Traverser le parc, Louis-Philippe Gingras l’a fait plus de trois cents fois, en autobus, en Chevrolet Optra 2004, sur le pouce, sur un high, sur un down. Le Parc de la Vérendrye et les 226 kilomètres d’asphalte qui le séparent en deux n’ont plus de secret pour l’auteur-compositeur-interprète natif de Rouyn-Noranda et Montréalais épisodique.
« Une fois, dans le temps des Fêtes, je partais de Montréal pour aller faire le tour des partys de famille à Rouyn, » se souvient-il. « Je trouvais plus mon permis de conduire. Je me souvenais même plus s’il était encore valide. Rendu à Mont-Tremblant, je me suis fait arrêter par un flic. Il devait trouver que j’avais l’air louche. C’est là que j’ai su que mon permis était expiré. Il a confisqué la voiture. J’ai fini le trajet sur le pouce avec ma guitare. Faisait frette. »
« C’est vrai que je suis désorganisé, pas très riche et sans attaches. »
À l’écoute du premier disque de Louis-Philippe Gingras paru l’an dernier, le bien titré Traverser l’parc réalisé par Dany Placard, on peut quasi comprendre les soupçons du policier. Avec ses histoires de brosses, d’amours complexes ou de pauvreté, le chanteur ne projette pas l’image du gendre idéal. Son accent joual est prononcé. Sa manière crue de décrire le quotidien le rapproche d’un Plume Latraverse avec qui il partage une nonchalance, mais aussi un attrait pour la poésie. Comme s’il appliquait une couche de vernis sur une peinture écaillée.
« C’est vrai que je suis désorganisé, pas très riche et sans attaches. Ce que je décris sur l’album se rapproche de mon quotidien, mais la poésie me permet de créer un contraste intéressant avec le côté brun de mes histoires. J’ai compris ça en participant à plusieurs concours, » explique le musicien arrivé bon deuxième en 2010 au Festival de la relève indépendante musicale d’Abitibi-Témiscamingue (FRIMAT) et récipiendaire des plus grands honneurs au Festival en chanson de Petite-Vallée en 2012. « Participer à un concours, c’est cruiser un jury comme on cruise une fille: la première impression est toujours importante.
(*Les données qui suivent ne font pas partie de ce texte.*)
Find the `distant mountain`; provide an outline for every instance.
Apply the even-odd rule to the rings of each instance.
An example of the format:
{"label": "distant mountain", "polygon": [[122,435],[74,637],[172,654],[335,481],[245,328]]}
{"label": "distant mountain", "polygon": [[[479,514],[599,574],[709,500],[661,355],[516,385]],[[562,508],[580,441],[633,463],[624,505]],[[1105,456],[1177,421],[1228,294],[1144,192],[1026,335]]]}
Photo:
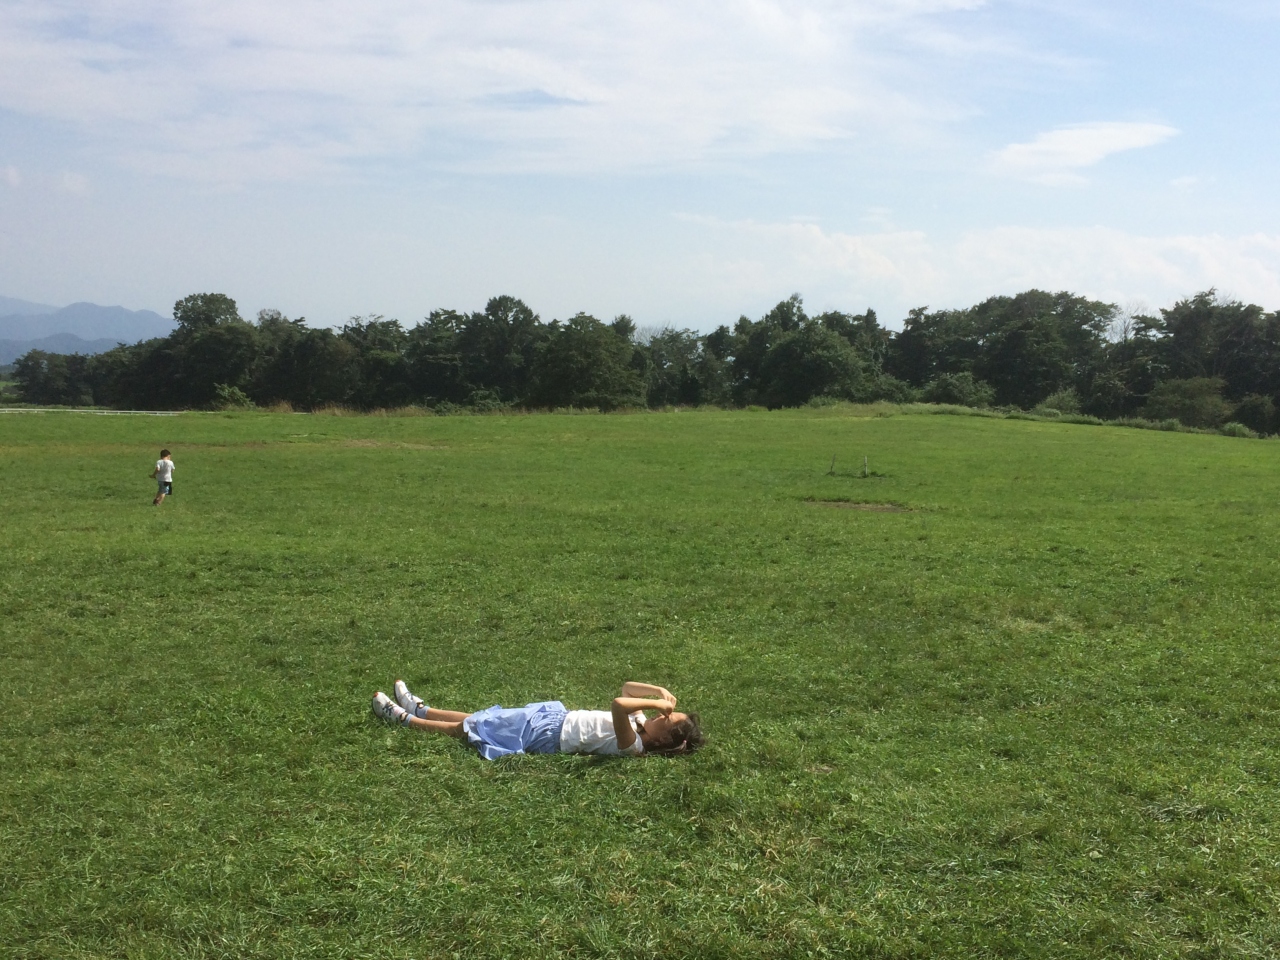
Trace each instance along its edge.
{"label": "distant mountain", "polygon": [[57,307],[51,307],[47,303],[32,303],[30,300],[0,297],[0,317],[9,317],[15,314],[37,316],[42,313],[53,313],[57,309]]}
{"label": "distant mountain", "polygon": [[[21,303],[0,300],[5,303]],[[32,306],[39,307],[39,304]],[[0,340],[40,340],[56,334],[74,334],[85,340],[136,343],[153,337],[167,336],[177,326],[172,320],[150,310],[126,310],[124,307],[100,307],[96,303],[73,303],[51,312],[33,311],[0,316]],[[40,349],[45,349],[41,347]],[[55,351],[50,351],[55,352]]]}
{"label": "distant mountain", "polygon": [[0,364],[13,363],[28,350],[43,350],[45,353],[103,353],[119,342],[82,340],[74,333],[55,333],[39,340],[0,340]]}

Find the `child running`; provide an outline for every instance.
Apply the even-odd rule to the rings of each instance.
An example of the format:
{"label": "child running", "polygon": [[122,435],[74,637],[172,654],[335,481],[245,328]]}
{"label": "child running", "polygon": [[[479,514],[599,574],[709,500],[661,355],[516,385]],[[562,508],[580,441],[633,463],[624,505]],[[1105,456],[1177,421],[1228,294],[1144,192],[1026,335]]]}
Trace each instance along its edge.
{"label": "child running", "polygon": [[[476,713],[429,707],[403,680],[393,701],[379,690],[373,712],[418,730],[466,740],[486,760],[512,753],[594,753],[640,757],[692,753],[705,742],[696,713],[677,713],[666,687],[627,681],[608,710],[566,710],[559,700],[524,707],[489,707]],[[644,711],[657,716],[648,719]]]}
{"label": "child running", "polygon": [[156,498],[151,501],[151,505],[158,507],[164,503],[166,494],[173,493],[173,459],[168,450],[160,451],[160,459],[156,461],[156,468],[151,471],[151,476],[158,485]]}

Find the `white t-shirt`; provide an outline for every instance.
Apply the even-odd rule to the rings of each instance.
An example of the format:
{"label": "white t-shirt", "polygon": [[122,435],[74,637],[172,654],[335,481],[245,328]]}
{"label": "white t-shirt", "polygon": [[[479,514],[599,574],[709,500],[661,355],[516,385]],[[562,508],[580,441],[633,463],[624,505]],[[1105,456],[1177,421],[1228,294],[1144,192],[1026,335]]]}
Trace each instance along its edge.
{"label": "white t-shirt", "polygon": [[156,461],[156,479],[161,483],[173,482],[173,461],[157,460]]}
{"label": "white t-shirt", "polygon": [[[633,713],[629,719],[631,726],[637,728],[644,718]],[[635,743],[619,750],[613,713],[609,710],[570,710],[564,715],[564,726],[560,728],[560,752],[638,757],[644,753],[644,744],[637,733]]]}

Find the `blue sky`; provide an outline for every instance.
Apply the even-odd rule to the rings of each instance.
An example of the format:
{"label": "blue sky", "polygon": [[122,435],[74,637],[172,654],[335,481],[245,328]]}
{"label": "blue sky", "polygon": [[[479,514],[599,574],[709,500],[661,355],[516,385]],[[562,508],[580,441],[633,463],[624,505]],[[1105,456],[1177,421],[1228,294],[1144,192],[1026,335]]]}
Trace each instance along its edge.
{"label": "blue sky", "polygon": [[1280,0],[0,0],[0,294],[1280,309]]}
C’est plate, mais c’est de même. Les gens se font une idée de toi avant même que t’aies commencé à jouer. En tant qu’artiste, je crois qu’il faut s’interroger sur qui on est et quel impact on a dans les yeux du monde. Quelle image on projette? Quelles sont nos forces? Depuis ce temps-là, je m’habille propre sur scène, clean cut. Je me fais même la barbe avant un spectacle pour accentuer le contraste entre mon look et mon folk blues trash de bord de route. »
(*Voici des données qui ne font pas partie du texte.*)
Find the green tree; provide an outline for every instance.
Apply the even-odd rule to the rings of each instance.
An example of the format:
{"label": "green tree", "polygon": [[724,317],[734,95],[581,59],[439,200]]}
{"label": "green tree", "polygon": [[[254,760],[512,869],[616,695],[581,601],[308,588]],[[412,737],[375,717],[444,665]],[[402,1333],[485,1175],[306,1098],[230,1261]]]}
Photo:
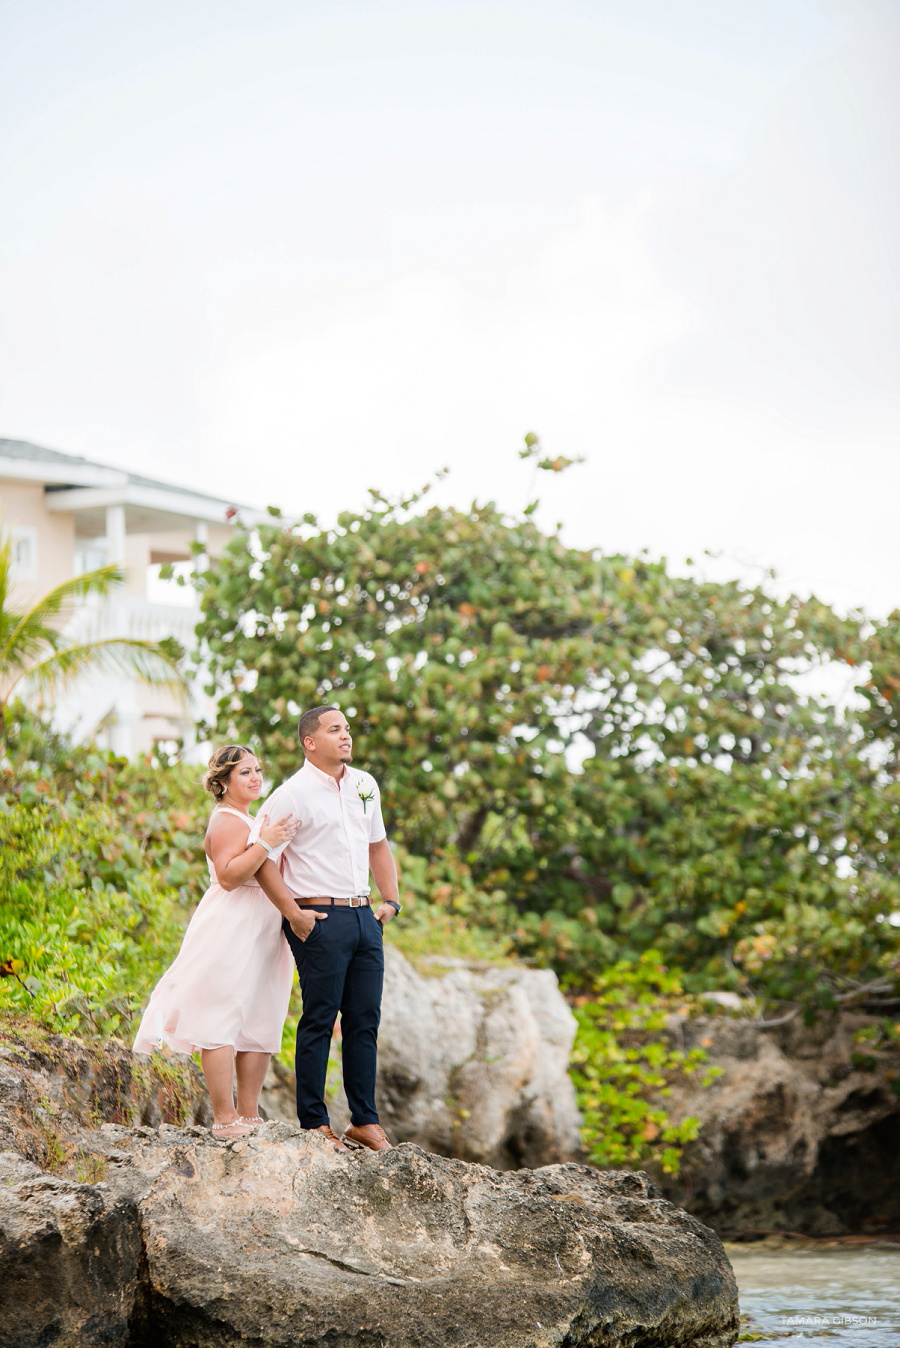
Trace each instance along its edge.
{"label": "green tree", "polygon": [[184,688],[177,654],[165,645],[129,637],[74,643],[63,622],[75,604],[104,598],[124,580],[121,567],[102,566],[55,585],[24,608],[13,595],[12,540],[0,532],[0,733],[8,738],[10,700],[21,693],[46,698],[89,670],[115,669],[147,683]]}
{"label": "green tree", "polygon": [[658,947],[688,987],[804,1002],[895,977],[900,786],[808,686],[868,677],[860,615],[377,492],[237,532],[202,607],[218,733],[281,775],[338,702],[432,897],[520,953],[589,986]]}
{"label": "green tree", "polygon": [[[876,623],[864,642],[842,652],[851,665],[862,665],[859,691],[866,701],[860,717],[863,733],[876,746],[885,775],[900,779],[900,609]],[[865,677],[868,672],[868,678]]]}

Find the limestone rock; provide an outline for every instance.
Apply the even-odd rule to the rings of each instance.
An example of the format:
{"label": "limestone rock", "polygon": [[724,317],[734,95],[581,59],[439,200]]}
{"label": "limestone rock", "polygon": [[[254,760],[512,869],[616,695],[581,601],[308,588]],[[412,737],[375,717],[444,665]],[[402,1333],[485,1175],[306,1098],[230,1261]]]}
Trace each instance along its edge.
{"label": "limestone rock", "polygon": [[151,1063],[115,1041],[85,1043],[33,1024],[0,1025],[0,1151],[59,1170],[82,1129],[101,1120],[212,1123],[199,1069],[189,1058]]}
{"label": "limestone rock", "polygon": [[681,1042],[703,1045],[722,1076],[666,1101],[702,1123],[678,1179],[659,1177],[667,1195],[728,1234],[900,1229],[900,1052],[859,1054],[854,1033],[872,1024],[847,1012],[809,1027],[684,1022]]}
{"label": "limestone rock", "polygon": [[110,1125],[90,1146],[100,1184],[42,1197],[18,1162],[2,1186],[0,1288],[25,1294],[41,1240],[56,1260],[24,1348],[728,1348],[738,1331],[718,1239],[643,1175],[339,1155],[285,1124],[227,1145]]}
{"label": "limestone rock", "polygon": [[128,1197],[0,1153],[0,1344],[126,1344],[141,1235]]}
{"label": "limestone rock", "polygon": [[[580,1159],[575,1018],[556,975],[454,959],[420,973],[385,956],[376,1098],[390,1137],[498,1169]],[[270,1077],[264,1101],[296,1121],[292,1075]],[[346,1110],[338,1094],[336,1123]]]}

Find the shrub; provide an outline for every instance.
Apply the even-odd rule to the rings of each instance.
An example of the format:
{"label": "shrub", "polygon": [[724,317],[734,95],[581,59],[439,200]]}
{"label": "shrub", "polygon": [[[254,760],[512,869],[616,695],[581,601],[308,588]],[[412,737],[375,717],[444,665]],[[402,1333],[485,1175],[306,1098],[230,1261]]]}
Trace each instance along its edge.
{"label": "shrub", "polygon": [[[658,950],[636,963],[614,964],[596,978],[591,994],[576,999],[572,1077],[595,1165],[654,1162],[666,1174],[678,1173],[682,1149],[700,1124],[695,1118],[673,1123],[660,1100],[706,1062],[703,1049],[685,1053],[668,1042],[669,1017],[688,1009],[680,977]],[[702,1084],[718,1074],[706,1068]]]}
{"label": "shrub", "polygon": [[127,1031],[181,939],[177,892],[113,809],[0,814],[0,1006],[63,1033]]}

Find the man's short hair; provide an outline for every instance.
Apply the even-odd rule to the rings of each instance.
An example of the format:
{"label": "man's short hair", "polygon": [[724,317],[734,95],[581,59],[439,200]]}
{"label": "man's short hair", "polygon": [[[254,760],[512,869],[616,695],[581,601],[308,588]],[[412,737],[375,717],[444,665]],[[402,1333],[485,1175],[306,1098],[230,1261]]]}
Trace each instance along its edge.
{"label": "man's short hair", "polygon": [[297,734],[300,738],[300,748],[303,750],[304,758],[306,757],[306,750],[303,749],[303,741],[307,735],[315,735],[319,728],[319,722],[326,711],[340,711],[340,707],[310,707],[309,711],[305,711],[297,722]]}

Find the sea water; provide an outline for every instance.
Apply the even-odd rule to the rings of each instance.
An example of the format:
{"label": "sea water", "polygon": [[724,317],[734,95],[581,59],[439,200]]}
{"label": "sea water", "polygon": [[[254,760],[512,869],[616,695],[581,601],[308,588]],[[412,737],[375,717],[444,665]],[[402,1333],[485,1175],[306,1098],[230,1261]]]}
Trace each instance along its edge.
{"label": "sea water", "polygon": [[740,1292],[740,1342],[900,1348],[900,1245],[727,1249]]}

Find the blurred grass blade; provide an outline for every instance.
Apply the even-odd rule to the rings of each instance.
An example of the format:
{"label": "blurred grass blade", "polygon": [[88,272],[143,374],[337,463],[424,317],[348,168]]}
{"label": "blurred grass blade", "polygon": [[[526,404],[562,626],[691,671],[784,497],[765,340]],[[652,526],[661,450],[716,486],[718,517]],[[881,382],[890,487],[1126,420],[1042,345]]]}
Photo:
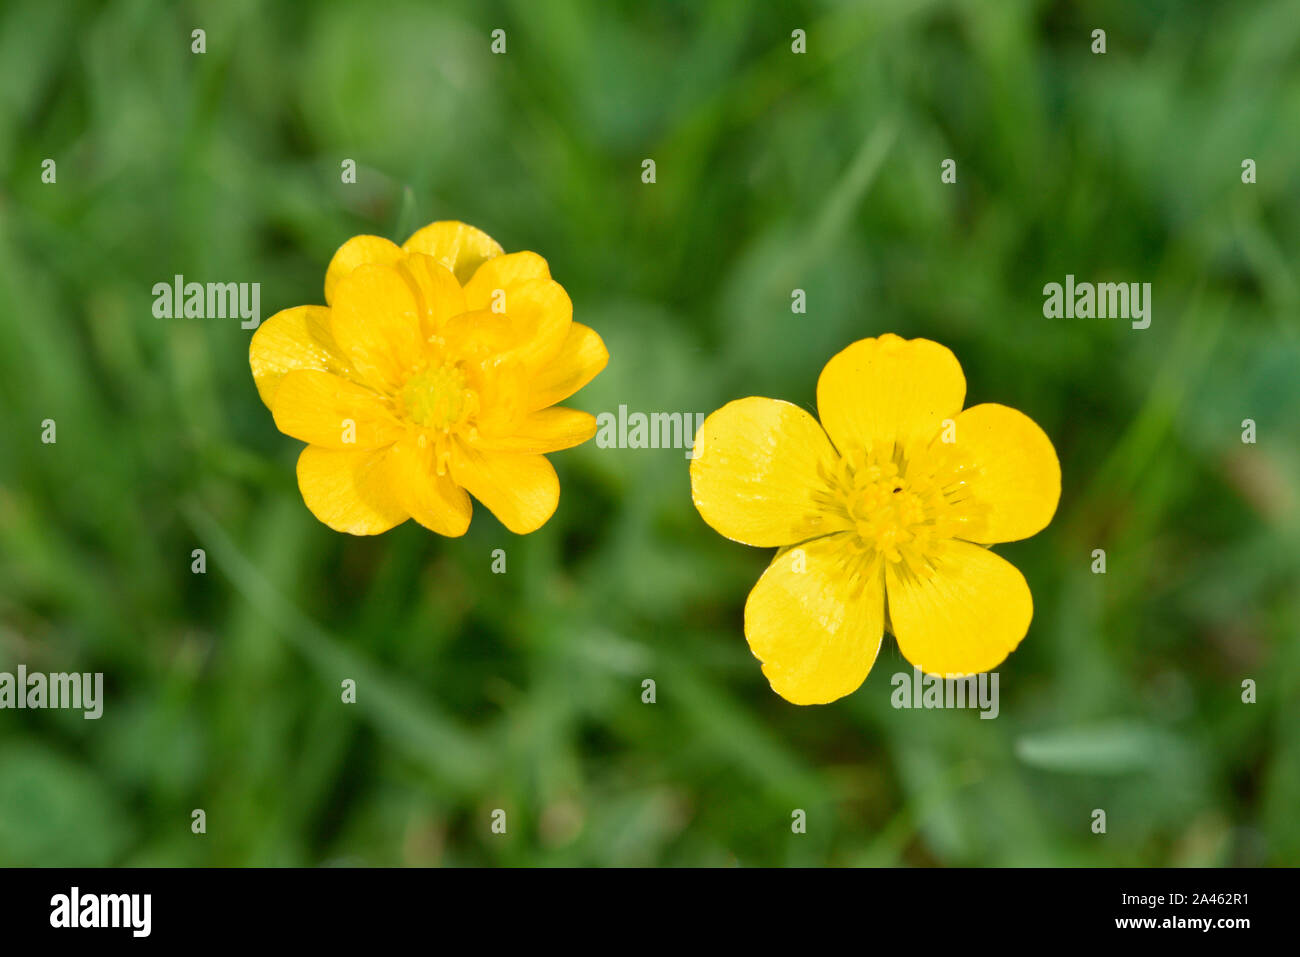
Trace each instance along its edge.
{"label": "blurred grass blade", "polygon": [[461,789],[477,786],[488,770],[486,751],[473,735],[417,702],[382,671],[352,652],[338,639],[304,615],[285,598],[244,556],[225,530],[206,510],[186,502],[182,512],[236,591],[266,616],[302,655],[330,681],[353,678],[357,682],[356,707],[375,728],[393,739],[439,777]]}
{"label": "blurred grass blade", "polygon": [[1125,774],[1159,763],[1167,745],[1167,735],[1147,725],[1112,722],[1024,735],[1016,757],[1045,771]]}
Au détour d’une phrase, l’ancien étudiant en jazz au Cégep de Saint-Laurent ramène ainsi le spectre de la 117, ce long serpent de bitume qui traverse le parc. Rien d’étonnant, les huit heures qui séparent Montréal de Rouyn lui ont permis d’écrire de nombreuses chansons immortalisées sur Traverser l’parc, dont « Andromède », une composition en nomination au Prix de la chanson SOCAN 2014. « Comme plusieurs de mes pièces, “Andromède” m’est venue à partir d’une phrase dont j’aimais l’image et la sonorité. Je fonctionne souvent comme ça. Je n’écris pas en fonction d’un thème, mais en brodant autour d’une phrase ou de mots déclencheurs. Je me laisse guider sans trop savoir où ça va me mener. Dans ce cas-ci, j’étais dans un trip de mythologie grecque et j’ai accroché sur la phrase “M’as gazer pégase.” Et comme je m’en allais rejoindre une fille en Abitibi, les histoires se sont croisées: “M’as viser ben haut / M’as aller tasser l’soleil pour pu qu’y te tourne autour.” J’ai fini la ride, et la toune était presque terminée. “Roulé dans l’noir” a aussi été écrite en traversant le parc. On était pris dans un osti de gros orage. Je courais après ma queue à l’époque. Jamais content de mon sort, fallait toujours que je bouge d’une ville à l’autre. »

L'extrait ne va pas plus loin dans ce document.